To zero in on the effects of anthropogenic nutrient change, it is important to find a system that allows a contrast in exposure to changing nutrients between species, populations, or individuals. One approach is to contrast variation in anthropogenic nutrient inputs across space. This could be a geographic contrast, for instance, comparing populations within a species that span areas that differ in intensity of atmospheric nitrogen deposition (e.g. eastern versus western United States or along an elevation gradient in the Sierras) or a continental approach that contrasts patterns of diversification with worldwide variation in nutrient availability (Orians and Milewski 2007). One could also focus on a species that is facultatively associated with humans, agriculture, or other areas differentially affected by changing nutrient availability (e.g. lakes with different upstream nutrient usage). Another possibility is to focus within a geographic area, but contrast species that vary in diets differentially affected by anthropogenic nutrient change. For instance, effects of atmospheric nitrogen deposition and road salt runoff have differential effects on plant nutrition depending on plant species (Krupa 2003; Snell-Rood et al. 2014); studies could contrast herbivores that feed on plants more or less affected by changing nutrients.

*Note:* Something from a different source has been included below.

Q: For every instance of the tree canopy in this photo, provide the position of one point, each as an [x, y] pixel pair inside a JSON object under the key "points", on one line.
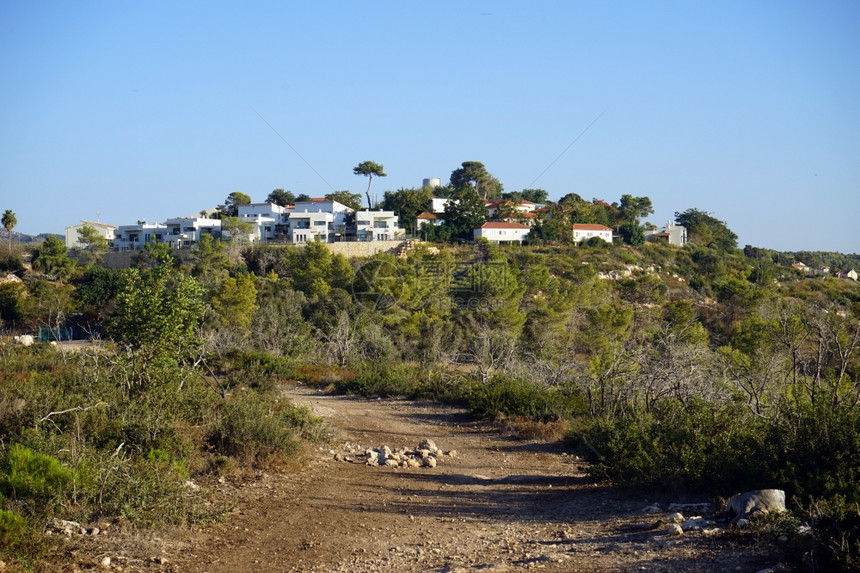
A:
{"points": [[408, 204], [474, 176], [9, 222], [281, 197], [369, 169], [706, 230], [231, 204], [351, 200]]}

For some systems, it may be possible to contrast the effects of changing nutrients over time. This may be particularly tractable for species that can be resurrected, such as Daphnia clones, dormant seeds, or microbial spores. If these species are amenable to laboratory culture, this may allow for particularly powerful, controlled experiments that test for effects of resource availability on acquisition and allocation and how such patterns have changed coincident with nutrient change. Another temporal approach would be making use of museum specimens, for instance, measuring change in life-history traits over time, or using ancient DNA techniques to look at evolutionary change aligned with shifting nutrient availability. Of course many of the hypotheses outlined here (Table1) could also be addressed through experimental evolution. Indeed, it may be of particular interest to contrast evolutionary responses to small-scale nutrient variation versus the types of changes seen with anthropogenic nutrient change—rapid, exponential changes in the mean and variance. Overall, a range of field and laboratory studies will be necessary to understand predictable patterns of life-history evolution in the anthropocene. We suggest that study of anthropogenic nutrient inputs may not only highlight the detrimental effects of these man-made ecosystem disturbances, they may also reveal important insights into longstanding questions regarding how organismal life histories evolve in conjunction with ecological variation.

Acknowledgments

Earlier versions of this manuscript were improved based on input from Forest Isbell and two anonymous reviewers. This research benefitted from discussions with a wide range of ecologists interested in nutrition and stoichiometry, including Bob Sterner, Elizabeth Borer, Dave Tilman, Jacques Finlay, and Jim Cotner. ESR and AE were supported in part by a grant in aid of research from the Office of the Vice President for Research at the University of Minnesota and NSF IOS-1354737.